To the Editor:
In the summer of 1925, a small town in Tennessee made a name for itself. The town’s name was Dayton. Most people probably do not remember Dayton, but they remember what Dayton was famous for: the Scopes Monkey Trial. For those of you who may not know, the Scopes Monkey Trial was a court case where a teacher was accused of violating the Butler Act, a law that prohibited the teaching of evolution. Anyone who took grade school science knows what happened to the Butler Act, but not many people know the impetus of the trial.
To say the town of Dayton cared about evolution is wrong; the American Civil Liberties Union were the ones who cared about evolution and free speech. All they needed was a town to allow one of their teachers to be used as the defendant in a “test case.” Therefore, they offered to defend anyone who was accused of violating the Baker Act. A Dayton businessman named George Rappleyea heard about this proposition and realized it could bring the town of Dayton great publicity; he consulted with the superintendent of schools and a local lawyer, who agreed with him. The superintendent brought in a young teacher named John Scopes, and asked him to be the defendant. Scopes was not sure if he taught evolution or not, but agreed to be the defendant regardless. A media frenzy soon ensued.
The Scopes Trial is a prime example of how a small town can create sweeping societal changes. I am writing today because I believe the time is now for Martha’s Vineyard. When one thinks of Martha’s Vineyard, one usually thinks of beaches, seafood, celebrities, and affluence. When I think of Martha’s Vineyard, I think of the community and the people who shaped me into who I am today. Anyone who knows me personally knows that the last place I wanted to be while I was a kid was the Island. Do I want to live on Martha’s Vineyard my entire life? The answer to that is no, but living in a large city makes me understand why people choose to live in places like Martha’s Vineyard; it isn’t particularly stressful, it is clean, and surprisingly, it is easier to make friends in a small town than it is in a huge city.
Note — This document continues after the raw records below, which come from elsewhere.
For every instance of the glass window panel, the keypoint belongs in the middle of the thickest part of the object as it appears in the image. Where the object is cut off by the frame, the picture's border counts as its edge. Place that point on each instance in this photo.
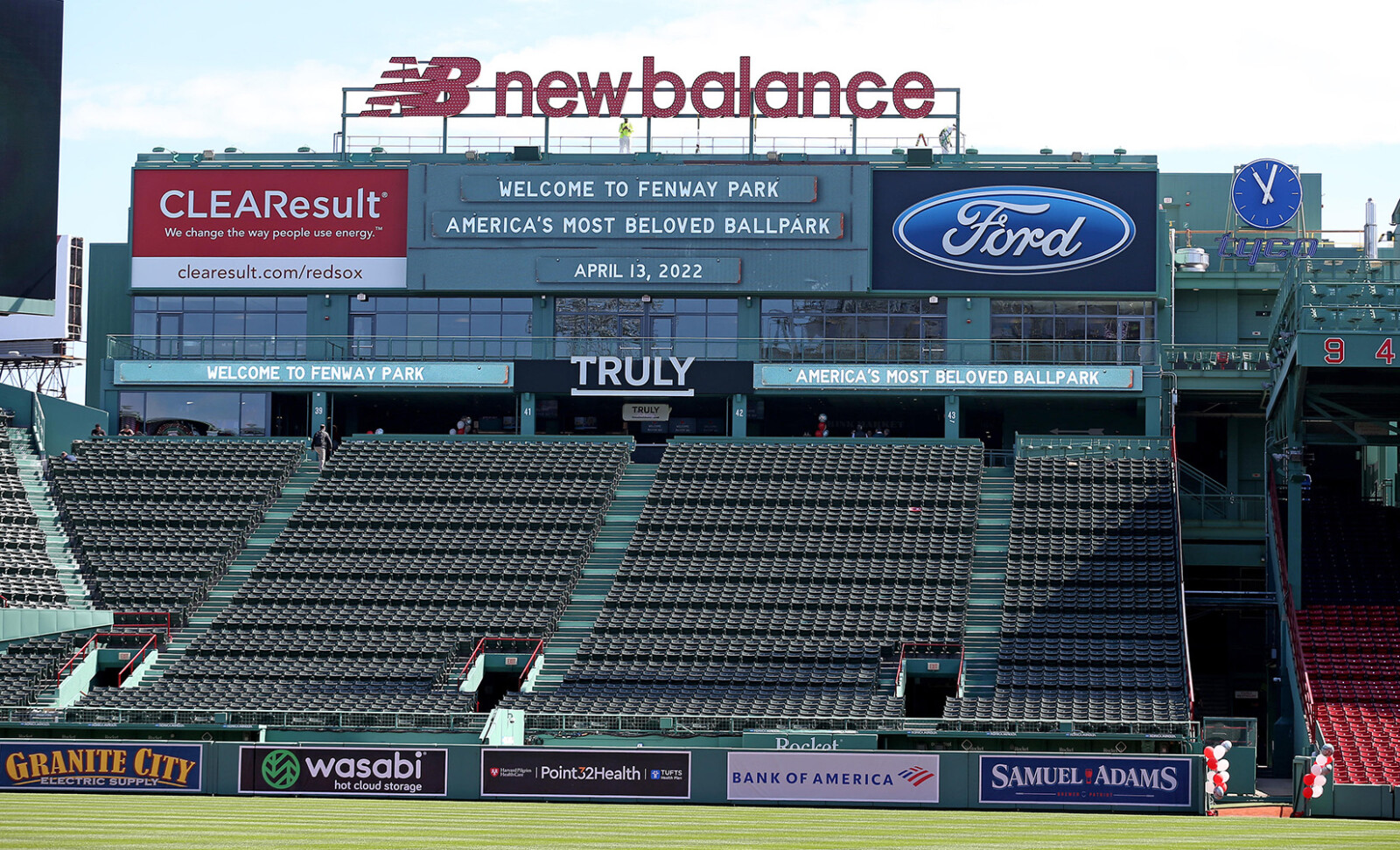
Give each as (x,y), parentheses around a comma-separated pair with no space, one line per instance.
(389,324)
(198,324)
(261,324)
(724,326)
(228,324)
(291,324)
I currently live in Washington, D.C. Last week, Mayor Muriel Bowser renamed a section of 16th Street near the White House “Black Lives Matter Plaza.” Many residents and policy experts see it as a gesture, devoid of any real meaning or change. While I welcome the renaming, the skeptics are not entirely wrong. Washington, D.C., is a city that should lead by example, it is the nation’s capital, and it has historically been plagued with segregation and systemic racism that is still visible today. Can a place like Martha’s Vineyard make sweeping, impactful change? If so, then how? I do not believe that Martha’s Vineyard is expected to change the world. Since county government is extremely limited, Martha’s Vineyard cannot really do anything that is not in step with the commonwealth of Massachusetts. So there is nothing wrong with Island towns passing resolutions condemning racism, and perhaps even renaming streets.
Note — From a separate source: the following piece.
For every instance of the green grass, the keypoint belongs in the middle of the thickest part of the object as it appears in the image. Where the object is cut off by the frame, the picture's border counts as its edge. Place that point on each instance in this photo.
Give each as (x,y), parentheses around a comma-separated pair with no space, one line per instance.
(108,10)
I could not think of a better street to rename than Pease’s Point Way in Edgartown (keep in mind I know Edgartown way better than any other Island town). I have seen other cities rename streets; sometimes the renaming can cause headaches for the Postal Service and business owners. Renaming Pease’s Point Way would cause fewer headaches, since there are a limited number of businesses on it, and many of the houses are owned by seasonal residents, all while it is a main thoroughfare. I may not have ever lived on Pease’s Point Way, but I utilized it consistently throughout my life. After nearly 20 years of walking, biking, and driving down Pease’s Point Way, I can honestly say that nobody calls it by its name outside of downtown Edgartown. I am unsure if it is even signed outside of downtown, which would make the renaming easier. Did I mention that the police and fire departments are on Pease’s Point Way? Could you imagine a place in America where the police station is located on a street called “Black Lives Matter Boulevard”?
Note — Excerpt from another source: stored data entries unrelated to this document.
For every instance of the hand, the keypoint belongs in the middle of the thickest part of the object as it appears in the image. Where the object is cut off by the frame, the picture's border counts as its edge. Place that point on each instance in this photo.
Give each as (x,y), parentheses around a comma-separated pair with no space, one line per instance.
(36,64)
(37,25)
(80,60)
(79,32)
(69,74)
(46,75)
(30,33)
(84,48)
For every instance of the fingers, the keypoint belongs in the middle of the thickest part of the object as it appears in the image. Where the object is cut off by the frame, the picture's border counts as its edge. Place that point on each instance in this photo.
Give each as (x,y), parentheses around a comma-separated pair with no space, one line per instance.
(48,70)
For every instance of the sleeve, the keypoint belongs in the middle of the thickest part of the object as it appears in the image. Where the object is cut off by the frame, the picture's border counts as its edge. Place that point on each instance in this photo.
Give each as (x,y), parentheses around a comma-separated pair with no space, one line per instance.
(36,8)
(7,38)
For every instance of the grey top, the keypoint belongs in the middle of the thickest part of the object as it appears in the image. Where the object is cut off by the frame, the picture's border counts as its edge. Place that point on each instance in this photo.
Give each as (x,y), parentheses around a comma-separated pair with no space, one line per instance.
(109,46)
While the town of Dayton may have changed the world because they wanted publicity, I believe that Edgartown (and any Island town) could and would implement positive, meaningful change, despite any publicity that would arise. Andy Warhol predicted that “in the future, everyone will be world-famous for 15 minutes.” With today’s 24-hour news cycles and the ability to get breaking news on your phone, he hit the nail right on the head. But if you were to be famous for 15 minutes, wouldn’t you want to be famous for promoting inclusion, tolerance, acceptance, and love? Most people learn evolution in school without realizing the controversy that arose to have it taught; 50 years from now the same could very well be said for streets that were renamed things like “Diversity Plaza” or “Inclusion Place.” Many times, subtle change is often the most sweeping and long-lasting.
In the 1920s, Edgartown and Dayton were roughly the same size (Edgartown was slightly larger). If a small town could make change almost 100 years ago, it could very well be done today. If Chilmark or Aquinnah changed a street name to speak out against systemic racism, then a town that is smaller today than Dayton was 100 years ago would have a louder voice than most major cities in the country. People may forget about a street changing its name, but unless time and erosion speed up, nobody will forget about Martha’s Vineyard.